Jim, Helen, Ann, and Toby’s morning touches upon many different aspects of temporal life and biological clocks. We are told when the story takes place (an early weekday morning shortly before Christmas), but we need to know where the family lives. Our conclusions will differ radically if the family lives in South Africa, Peru, or Australia rather than Europe, Japan, or the United States. But the story gives several hints to indicate that the family lives somewhere in North America or northern Europe: if it is nearly Christmas and dark outside, the family must live in the northern hemisphere. The size of the house and family and what they eat may provide other hints.
It would also be helpful to know the approximate ages of the family members. Let’s start with an educated guess: Toby appears to be younger than Ann, and Jim is probably older than Helen. Toby must be about six or seven because he is still young enough to be fascinated by dinosaurs but old enough to read the back of the cereal box. Ann, firstborn, has entered puberty but still lives at home, so let’s put her at fourteen.3 Helen and Jim, their parents, therefore might be in their early forties.

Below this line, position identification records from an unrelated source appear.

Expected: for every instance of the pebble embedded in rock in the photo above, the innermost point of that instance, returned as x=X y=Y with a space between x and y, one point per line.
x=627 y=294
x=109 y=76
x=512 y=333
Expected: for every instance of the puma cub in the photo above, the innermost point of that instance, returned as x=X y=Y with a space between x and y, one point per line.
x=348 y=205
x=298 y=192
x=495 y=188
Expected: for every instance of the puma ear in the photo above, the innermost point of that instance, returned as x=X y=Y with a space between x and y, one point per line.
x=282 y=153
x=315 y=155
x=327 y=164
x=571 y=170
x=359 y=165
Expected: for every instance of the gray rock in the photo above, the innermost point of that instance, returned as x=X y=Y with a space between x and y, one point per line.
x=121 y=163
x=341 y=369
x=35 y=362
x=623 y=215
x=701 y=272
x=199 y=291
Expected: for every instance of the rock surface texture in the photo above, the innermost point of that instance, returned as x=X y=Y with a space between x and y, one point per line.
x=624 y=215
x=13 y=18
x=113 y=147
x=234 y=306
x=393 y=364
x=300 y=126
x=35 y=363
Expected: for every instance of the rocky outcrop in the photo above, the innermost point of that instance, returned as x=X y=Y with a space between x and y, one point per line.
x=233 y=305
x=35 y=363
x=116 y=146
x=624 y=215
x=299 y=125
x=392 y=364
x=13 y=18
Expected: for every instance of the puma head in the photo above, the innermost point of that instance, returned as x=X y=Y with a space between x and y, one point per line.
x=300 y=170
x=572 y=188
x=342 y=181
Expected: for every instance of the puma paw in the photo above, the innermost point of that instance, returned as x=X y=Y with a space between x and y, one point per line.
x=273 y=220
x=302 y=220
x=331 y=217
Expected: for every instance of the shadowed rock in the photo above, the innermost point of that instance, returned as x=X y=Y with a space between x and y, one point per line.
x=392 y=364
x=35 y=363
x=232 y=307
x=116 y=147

Theoretically, Helen could be much younger and Jim much older, but that is somewhat beside the point.
Now let’s turn to the central theme—the different wake-up types. Father and daughter are not exactly communicative. Is Ann mad at her father or does her grumpy behavior merely reflect her resentment of having to get up at that ungodly hour? We could ask the same questions about Jim. By contrast, Helen and Toby are in the best of moods, already fully awake and active. Is this just the normal contrast between teenagers and children, or could these behavioral differences be—at least partly—accounted for by different wake-up types? Being a certain wake-up type is obviously not a simple matter of age, sex, or gender since both Helen and Toby are more awake than either Jim or Ann.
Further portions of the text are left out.